April 22-25, 2019
Theme: Entering an Era of Extreme Heterogeneity
Over the last decade, the field of high-performance computing has seen extreme-scale high performance computing systems become increasingly more heterogeneous. Various types of accelerators have been employed to achieve greater levels of compute performance. Adapting applications to use these accelerators effectively has involved a significant amount of effort, not only in code modifications, but also in developing the programming environment. While several applications have been able to take advantage of heterogeneous computing systems, many still have not. Several industry trends seem to indicate that large-scale homogeneous platforms, which contain a single type of compute engine with a relatively straightforward memory hierarchy, will soon be a thing of the past. The diversity that has appeared in computing technology will likely continue to include more specialized hardware components as power and energy concerns motivate the need for more effective use of transistors. The convergence of memory and storage technologies is increasing the complexity and depth of the memory hierarchy. It is becoming more difficult to map programming abstractions to the hardware effectively, and programming models no longer reflect the important costs associated with critical resources. Hardware heterogeneity leads to performance heterogeneity and optimizing in the presence of non-determinism is extremely challenging. Applications are also evolving to include a more diverse set of capabilities. Traditional high-performance computing applications are expanding to include more functionality, such as support for in-situ analytics, uncertainty quantification, and the ability to compose components to build more complex workflows.

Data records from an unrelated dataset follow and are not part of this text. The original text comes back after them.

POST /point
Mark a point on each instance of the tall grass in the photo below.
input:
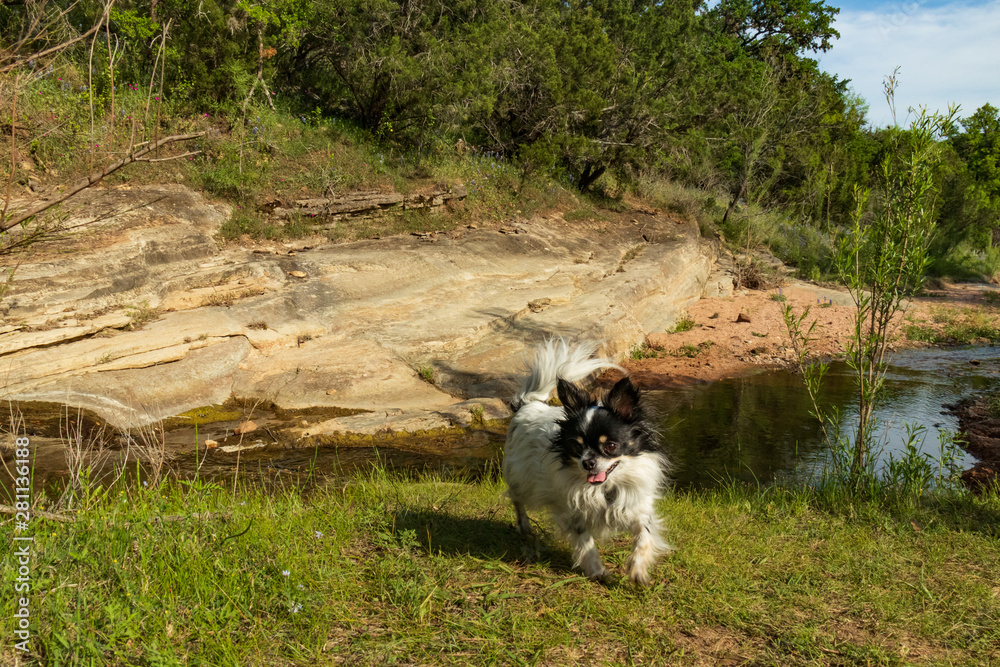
(379, 568)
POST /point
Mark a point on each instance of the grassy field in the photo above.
(385, 570)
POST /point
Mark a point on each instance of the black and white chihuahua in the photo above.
(595, 462)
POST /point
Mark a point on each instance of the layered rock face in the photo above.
(141, 314)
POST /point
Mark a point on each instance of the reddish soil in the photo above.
(744, 333)
(981, 428)
(719, 345)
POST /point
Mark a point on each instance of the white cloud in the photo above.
(948, 53)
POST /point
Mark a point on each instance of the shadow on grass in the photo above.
(493, 537)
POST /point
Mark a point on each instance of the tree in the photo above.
(762, 28)
(979, 147)
(882, 259)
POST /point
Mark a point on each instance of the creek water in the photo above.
(756, 428)
(759, 427)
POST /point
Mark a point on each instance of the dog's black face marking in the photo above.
(594, 430)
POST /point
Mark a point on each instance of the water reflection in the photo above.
(759, 428)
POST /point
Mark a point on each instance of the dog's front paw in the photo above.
(639, 576)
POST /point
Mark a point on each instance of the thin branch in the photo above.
(94, 178)
(172, 157)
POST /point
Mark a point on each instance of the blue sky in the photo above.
(946, 51)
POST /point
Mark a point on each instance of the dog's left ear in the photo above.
(623, 400)
(572, 397)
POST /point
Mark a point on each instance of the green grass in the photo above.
(642, 351)
(683, 324)
(691, 351)
(385, 570)
(958, 326)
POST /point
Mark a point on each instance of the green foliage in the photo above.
(882, 260)
(432, 571)
(683, 324)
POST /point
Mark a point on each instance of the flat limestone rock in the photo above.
(384, 325)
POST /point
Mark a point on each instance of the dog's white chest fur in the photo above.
(593, 486)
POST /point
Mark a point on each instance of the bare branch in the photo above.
(94, 178)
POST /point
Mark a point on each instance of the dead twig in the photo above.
(95, 178)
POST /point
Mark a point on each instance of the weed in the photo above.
(690, 351)
(684, 324)
(642, 351)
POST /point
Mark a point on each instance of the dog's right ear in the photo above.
(572, 397)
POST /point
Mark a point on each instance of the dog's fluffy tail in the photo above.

New applications are being developed in higher-level languages and frameworks, creating scalability and integration challenges. Container technology is being leveraged to overcome the shortcomings of a single, one-size-fits-all software environment. The limitations of large batch-scheduled space-shared computing systems in supporting more diverse sets of applications are becoming more evident. The expansion of heterogeneity in multiple dimensions - compute, memory, storage, systems, software, applications, and usage models - characterizes Extreme Heterogeneity. The five sessions for the Salishan 2019 conference will explore the challenges and ramifications of this coming era of Extreme Heterogeneity.